The ASX tech share industry is suffering today, with some of the most well-known names in the red. It is the worst-performing sector on the ASX in early trading, with the S&P/ASX 200 Information Technology (ASX: XIJ) down 2.1%.
Looking at some of the ASX technology stocks with the biggest market capitalisations:
- The WiseTech Global Ltd (ASX: WTC) share price is down 3.75%
- The REA Group Ltd (ASX: REA) share price is down 2.2%
- The Xero Ltd (ASX: XRO) share price is down 2.2%
- The CAR Group Limited (ASX: CAR) share price is down 1.4%
- The Nextdc Ltd (ASX: NXT) share price is down 3%
What's causing this indiscriminate selling of ASX tech shares?
The ASX share market's daily performance is usually heavily influenced by what happens in the global share market, particularly in the US share market.
The US technology sector suffered a sizeable sell-down overnight. Let's examine what's going on.
What happened to US technology shares?
In Wednesday trading, the Nvidia share price dropped 6.6%, the Microsoft share price fell 1.3%, the Apple share price dropped 2.5%, the Amazon share price dropped 2.6%, the Tesla share price declined 3.1%, the Meta Platforms share price dropped 5.7%, the Alphabet share price fell 1.6%, and semiconductor business ASML suffered a 10.9% sell-off.
Overall, the NASDAQ-100 Index (NASDAQ: NDX) fell 2.9% overnight.
It has been reported by Bloomberg that the United States is considering implementing significant trade restrictions on tech companies to stop them sending advanced semiconductor technology to China.
With China being one of the biggest economies in the world, restrictions could send shockwaves through the technology sector and supply chain. Additionally, this week, Republican candidate Donald Trump floated the possibility of slapping tariffs on goods from China of between 60% to 100%.
With both Democrats and Republicans seeking to increase pressure on China, it creates more uncertainty for the tech sector and the broader stock market. Time will tell how investors react to ASX tech shares.
Could tech share prices fall further?
The Australian quoted Pepperstone's head of research, Chris Weston, who was pessimistic about the near term for technology companies:
The world has been debating what could cause big tech and the AI-rated equity names to reverse lower on a sustained basis, and for some time, it's been hard to make a clear judgment call on when that might be.
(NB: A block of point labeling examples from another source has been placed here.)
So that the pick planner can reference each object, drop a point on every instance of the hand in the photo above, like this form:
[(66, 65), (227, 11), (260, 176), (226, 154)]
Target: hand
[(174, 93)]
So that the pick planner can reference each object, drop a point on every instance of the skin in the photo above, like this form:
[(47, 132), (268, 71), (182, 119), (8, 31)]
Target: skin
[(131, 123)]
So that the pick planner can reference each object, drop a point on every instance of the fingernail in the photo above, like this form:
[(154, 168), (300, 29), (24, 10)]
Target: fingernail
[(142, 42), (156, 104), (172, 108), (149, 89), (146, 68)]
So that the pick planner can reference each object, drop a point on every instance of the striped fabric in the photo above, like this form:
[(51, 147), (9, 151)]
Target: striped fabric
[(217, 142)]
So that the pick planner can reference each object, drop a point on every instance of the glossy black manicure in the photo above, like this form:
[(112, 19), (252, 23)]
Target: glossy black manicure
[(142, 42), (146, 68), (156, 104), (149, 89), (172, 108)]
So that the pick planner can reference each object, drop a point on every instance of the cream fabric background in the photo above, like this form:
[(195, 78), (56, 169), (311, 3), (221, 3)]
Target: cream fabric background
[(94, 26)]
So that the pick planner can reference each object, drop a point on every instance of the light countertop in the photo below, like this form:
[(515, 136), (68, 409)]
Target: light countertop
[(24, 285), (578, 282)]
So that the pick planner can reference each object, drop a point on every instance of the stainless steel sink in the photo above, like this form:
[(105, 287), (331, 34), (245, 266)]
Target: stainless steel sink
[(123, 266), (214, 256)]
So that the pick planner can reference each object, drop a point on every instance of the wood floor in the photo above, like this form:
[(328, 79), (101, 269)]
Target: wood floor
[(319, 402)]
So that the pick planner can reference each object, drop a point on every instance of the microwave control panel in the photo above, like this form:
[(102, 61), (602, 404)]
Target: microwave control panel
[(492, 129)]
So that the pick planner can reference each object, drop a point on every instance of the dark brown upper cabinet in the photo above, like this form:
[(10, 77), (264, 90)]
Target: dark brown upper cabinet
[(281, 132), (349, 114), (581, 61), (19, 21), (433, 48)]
Some had talked up valuation as a key concern for the US and global tech plays, with calls that these names had hit peak gross margins, but with such broad-based confidence behind the sustainability of the rally, investors piled in, and positioning had become incredibly rich.
Well, it appears as though we may have our answer, and it comes from both the Trump and Biden camps, with both presidential candidates beefing up their rhetoric towards the scene and notably towards Taiwan, and companies, most notably ASML, who are providing advanced semiconductors technology to Taiwan.
In my thinking, the rhetoric on protectionist measures offers such limited visibility to efficiently price risk and with limited confidence to price the near-term future it feels like this rich positioning has further to unwind.
Despite one day of negative trading, ASX tech shares and the NASDAQ-100 are still up significantly. To date in 2024, the NASDAQ-100 is up around 20%.